I watched it again about an hour ago, and I gotta tell ya kids, it depressed the shit out of me. I KNEW I shouldn't watch it, 'cause I know how it turns out, as do we all. It just made me think with all their money, they could not save her. They went all over the world for treatment, experimental treatment, massive doses of chemo, which could have killed her, removal of the mass, getting BETTER, then suddenly it spreads to her liver and she's dead in a month. Once you have it you never know when it's gonna come back, or what's ahead.

I can hear all of you in my head. You're thinking too much, Keri. Well, ya, guess I am. Watching Linda, thinking, maybe I'm gonna be dead in a year, should I make a will, even though we have jack squat and hardly a family left?


In cancer news, well, there is no news. Yet. I see the oncologist Monday to see what he thinks of the latest turn of events. Being, that there is microscopic cancer in 2 nodes, maybe more, and I don't have clear margins yet. I really don't know what he'll say.

My doctors made me think once I finished chemo, rested, had the surgery, then rads, I would be good to go. Screeeeeeeeeeeeeeeeeeeeeech go the brakes of the recovery train. Now I'm stuck between surgery and rads. Do I fight it and say, screw the nodes, take more out of the breast and see if we get clear margins?
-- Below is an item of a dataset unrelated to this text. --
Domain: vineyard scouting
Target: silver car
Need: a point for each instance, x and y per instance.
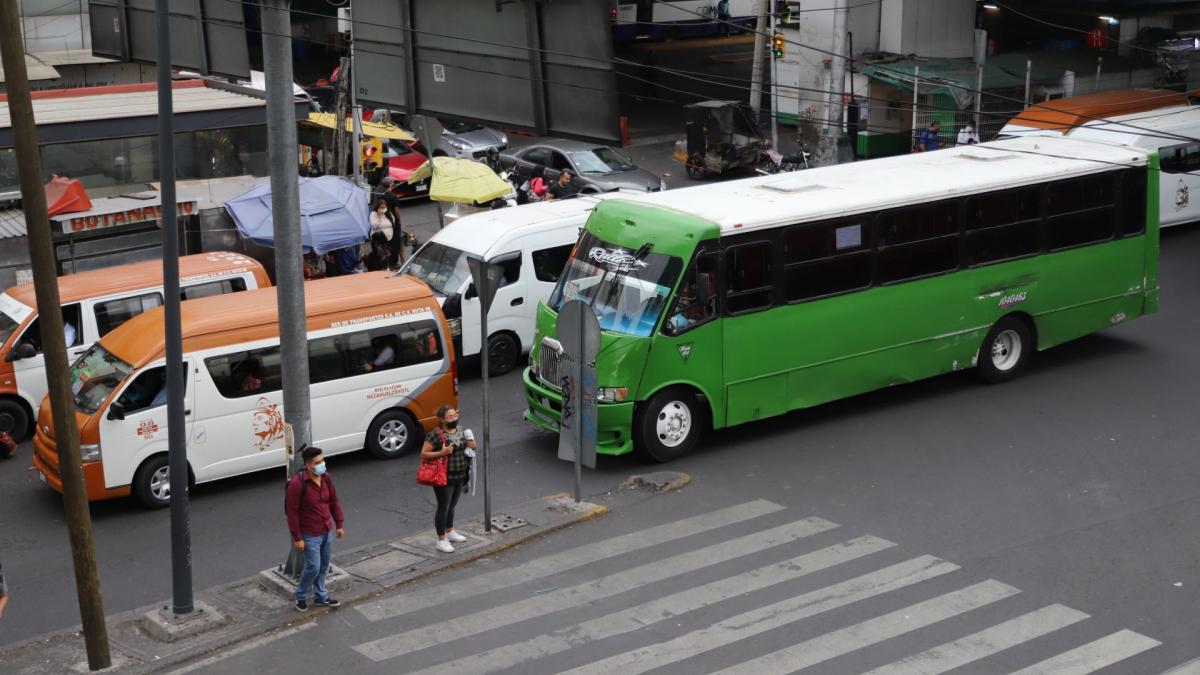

Do I go absolutely over the wall, as 3 friends have suggested and have both breasts removed - just in case - to make sure I get all cancer cells, plus remove every little bean like node they can find? Will I think I did the right thing later when I'm boobless, and my arm suffers from the effects of having so many nodes removed? WIll I regret NOT doing the drastic when I find out it spread? IS microscopic node involvement tragic? Some have told me it isn't. Even the surgeon said that, although I find it odd if you know you have even a speck of it, why would you leave it in your body?


Enough. Off to the Warrewnsburg Townwide Sale tomorrow, no more cancer talk till Monday.